Clara et Hannah ouvrent leur blog, au printemps 2011 : l'écureuil du net ! à lire absolument !!!!
Merci à François Bon, qui a accueilli sur Publie.net les Carnets Lointains, et le Manuel anti-onirique.

samedi 23 octobre 2010

Carnets lointains, 19 (ligne de fuite)


Il n'est pas nécessaire d'avoir une ligne de fuite pour la prendre.

Cette fois la tangente ne suffira pas. La tangente a trop en commun avec tous les cercles vicieux dont on cherche à se défaire, et toutes les spirales infernales dont on ne sortira pas. La tangente, même dans sa pure abstraction géométrique, a conservé avec leur circularité infernale un point qui nous rattache à eux et qui ne nous permet pas de leur échapper, le point est là, qui fixe, qui traverse le cœur, comme une fixation insupportable, comme une fixité fascinante. Un seul point, mathématique, arraché à l'espace, suffira pour empêcher la fuite et pour anéantir tous les rêves dans un fracas de papier qu'on froisse. Il ne faut laisser aucun détail au hasard, il ne faut rien oublier, ne rien oublier dans la fuite et dans la débandade, tout doit être parfait pour éviter que les imprécisions de notre dessein ne nous rattrapent, au moment où nous goûtions à la saveur des possibles. 

On pourrait essayer la sécante. 
 
Suivre, pour fuir, une sécante sèche et imparable, tracée au cordeau dans l'impossible de nos vies, une sécante absurdement raide, qui tombe droite sur le monde, et s'en éloigne aussi vide. Il y a des univers calmes — j'en ai identifié quelques uns, les mathématiques, la logique, la musique, langages parfaits et silencieux — et parfois on y imagine des sécantes décidées  et précises comme la déchirure d'un scalpel dans de la soie, qui traversent les pages d'un seul geste intraitable. La sécante a des avantages, et un instant j'envisage de la suivre. Tout sectionner, couper net, les veines et la parole, couper la gorger, trancher dans le vif, couper court, et c'en est fini. Certes on traverse tout, mais après, il ne reste rien. 
 
Ce serait tentant, j'en conviens, assurément, pendant quelques secondes, la tentation est grande, mais je ne me vois pas réaliser une telle perfection de cruauté dans l'épaisseur pâteuse du monde matériel.

La perpendiculaire ne donnera rien. Je le sens bien dans la course qui m'emporte, et il est temps de trouver une solution. Je ne vais pas tenir longtemps, je suis déjà à bout de souffle, et bientôt il faudra trouver une autre voie pour cette journée que la seule course au loin. Cela ne peut pas durer, il me faut là, dans le paysage, au milieu des tours verticales qui se reflètent imprécises sur la surface tremblée du fleuve, une solution mathématique et une ligne de fuite.
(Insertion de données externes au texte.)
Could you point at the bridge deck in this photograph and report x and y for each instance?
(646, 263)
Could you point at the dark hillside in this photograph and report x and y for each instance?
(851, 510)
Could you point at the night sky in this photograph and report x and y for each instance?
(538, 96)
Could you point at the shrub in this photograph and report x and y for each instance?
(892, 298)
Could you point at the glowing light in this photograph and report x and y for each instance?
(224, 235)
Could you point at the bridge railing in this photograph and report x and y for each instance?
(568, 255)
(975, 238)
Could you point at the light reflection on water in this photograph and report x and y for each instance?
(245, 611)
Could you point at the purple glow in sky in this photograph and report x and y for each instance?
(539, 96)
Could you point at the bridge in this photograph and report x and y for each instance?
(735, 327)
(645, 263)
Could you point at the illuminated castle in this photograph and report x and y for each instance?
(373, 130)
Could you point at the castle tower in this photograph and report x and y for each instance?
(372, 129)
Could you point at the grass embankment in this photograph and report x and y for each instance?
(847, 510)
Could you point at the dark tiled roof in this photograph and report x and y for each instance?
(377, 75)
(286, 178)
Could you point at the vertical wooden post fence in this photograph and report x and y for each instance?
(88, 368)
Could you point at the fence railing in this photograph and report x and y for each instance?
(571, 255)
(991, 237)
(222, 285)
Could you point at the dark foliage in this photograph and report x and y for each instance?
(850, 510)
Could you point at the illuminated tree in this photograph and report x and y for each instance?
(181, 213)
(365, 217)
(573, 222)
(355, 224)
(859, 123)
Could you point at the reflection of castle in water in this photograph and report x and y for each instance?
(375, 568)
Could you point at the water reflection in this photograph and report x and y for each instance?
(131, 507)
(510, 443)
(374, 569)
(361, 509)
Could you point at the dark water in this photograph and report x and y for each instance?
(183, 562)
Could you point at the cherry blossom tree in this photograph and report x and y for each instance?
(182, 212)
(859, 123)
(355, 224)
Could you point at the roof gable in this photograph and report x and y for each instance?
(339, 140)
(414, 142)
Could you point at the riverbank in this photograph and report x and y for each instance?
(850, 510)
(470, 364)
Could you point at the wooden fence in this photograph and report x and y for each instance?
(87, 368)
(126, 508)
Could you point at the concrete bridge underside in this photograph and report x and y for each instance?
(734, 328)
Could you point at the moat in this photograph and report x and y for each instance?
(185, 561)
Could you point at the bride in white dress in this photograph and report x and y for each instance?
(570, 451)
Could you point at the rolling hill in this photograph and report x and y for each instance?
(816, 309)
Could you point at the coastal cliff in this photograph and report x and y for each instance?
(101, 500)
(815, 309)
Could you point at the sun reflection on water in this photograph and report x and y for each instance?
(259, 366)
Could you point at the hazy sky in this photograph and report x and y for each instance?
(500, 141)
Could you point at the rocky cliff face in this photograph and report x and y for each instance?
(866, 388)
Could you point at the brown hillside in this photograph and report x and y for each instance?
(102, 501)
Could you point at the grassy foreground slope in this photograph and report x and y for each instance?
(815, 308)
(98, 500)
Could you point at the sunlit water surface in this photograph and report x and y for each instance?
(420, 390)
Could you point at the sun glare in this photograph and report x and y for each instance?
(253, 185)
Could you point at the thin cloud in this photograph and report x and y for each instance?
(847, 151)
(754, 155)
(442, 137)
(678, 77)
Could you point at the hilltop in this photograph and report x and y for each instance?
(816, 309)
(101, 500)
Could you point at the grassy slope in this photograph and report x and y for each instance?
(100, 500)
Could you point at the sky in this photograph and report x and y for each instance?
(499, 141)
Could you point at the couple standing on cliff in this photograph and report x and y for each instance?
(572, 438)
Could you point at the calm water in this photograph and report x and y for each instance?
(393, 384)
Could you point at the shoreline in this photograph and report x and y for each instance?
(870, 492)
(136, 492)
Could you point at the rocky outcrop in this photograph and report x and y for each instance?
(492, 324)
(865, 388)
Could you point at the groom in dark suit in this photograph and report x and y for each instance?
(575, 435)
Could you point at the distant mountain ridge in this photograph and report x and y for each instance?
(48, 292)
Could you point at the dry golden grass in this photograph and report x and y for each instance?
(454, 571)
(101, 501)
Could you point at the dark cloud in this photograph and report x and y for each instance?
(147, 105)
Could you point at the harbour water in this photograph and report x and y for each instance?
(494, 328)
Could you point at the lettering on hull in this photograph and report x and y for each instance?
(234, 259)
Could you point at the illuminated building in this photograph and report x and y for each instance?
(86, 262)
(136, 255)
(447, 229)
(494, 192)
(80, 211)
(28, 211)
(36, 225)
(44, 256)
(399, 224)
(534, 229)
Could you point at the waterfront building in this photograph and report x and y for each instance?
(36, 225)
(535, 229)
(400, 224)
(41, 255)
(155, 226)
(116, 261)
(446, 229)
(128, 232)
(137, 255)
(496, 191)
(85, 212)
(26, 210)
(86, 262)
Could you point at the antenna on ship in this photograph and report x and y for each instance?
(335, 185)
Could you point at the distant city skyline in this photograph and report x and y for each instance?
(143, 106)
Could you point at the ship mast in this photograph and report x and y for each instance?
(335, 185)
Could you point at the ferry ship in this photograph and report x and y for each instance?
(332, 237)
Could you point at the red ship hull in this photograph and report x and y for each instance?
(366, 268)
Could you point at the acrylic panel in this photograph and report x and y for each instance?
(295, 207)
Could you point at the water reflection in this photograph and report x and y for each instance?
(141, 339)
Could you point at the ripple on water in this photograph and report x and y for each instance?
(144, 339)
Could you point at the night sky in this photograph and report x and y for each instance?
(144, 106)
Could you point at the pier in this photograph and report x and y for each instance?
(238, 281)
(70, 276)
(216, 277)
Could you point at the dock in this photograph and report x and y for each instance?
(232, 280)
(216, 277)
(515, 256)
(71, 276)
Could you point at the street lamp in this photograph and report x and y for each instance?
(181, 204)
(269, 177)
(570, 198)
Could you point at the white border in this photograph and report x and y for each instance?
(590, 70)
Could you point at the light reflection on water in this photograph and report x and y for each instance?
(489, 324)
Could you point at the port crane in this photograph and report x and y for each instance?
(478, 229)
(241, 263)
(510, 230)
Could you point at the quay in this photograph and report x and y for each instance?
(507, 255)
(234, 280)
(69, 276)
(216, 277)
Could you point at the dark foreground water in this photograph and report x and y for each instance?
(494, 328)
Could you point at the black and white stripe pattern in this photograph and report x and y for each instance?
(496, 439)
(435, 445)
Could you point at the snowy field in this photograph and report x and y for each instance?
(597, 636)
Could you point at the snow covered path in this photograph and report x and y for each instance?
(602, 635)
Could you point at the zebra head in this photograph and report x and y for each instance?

Il n'y a qu'à suivre la première qui se présentera, n'importe laquelle, un reflet, un décalé, qui assure de n'être jamais repris. La solution sera mathématique et inflexible. 
 
J'opte pour la parallèle. 
 
On opère sans drame et sans intersection fatale, il n'est pas nécessaire de trancher entre les purs possibles et ceux qui se sont actualisés, il n'est pas nécessaire de fracasser la surface du miroir, ni de se complaire dans le point d'impact qui rayonnera dans toute la matière et la fissurera, et qui continuera, ensuite, de gagner du terrain. Il n'y a qu'à suivre, très légèrement en retrait, une ligne qui jamais ne rejoindra rien. Le départ est sans retour possible, un léger pas de côté, il n'est besoin de rien d'autre, une fois que l'écart est fait, un écart, quelque chose, sans doute, comme un refus d'obstacle, et après cela, il n'y aura plus de retour possible.
 
La victoire sera minuscule et absolue. En parallèle du monde.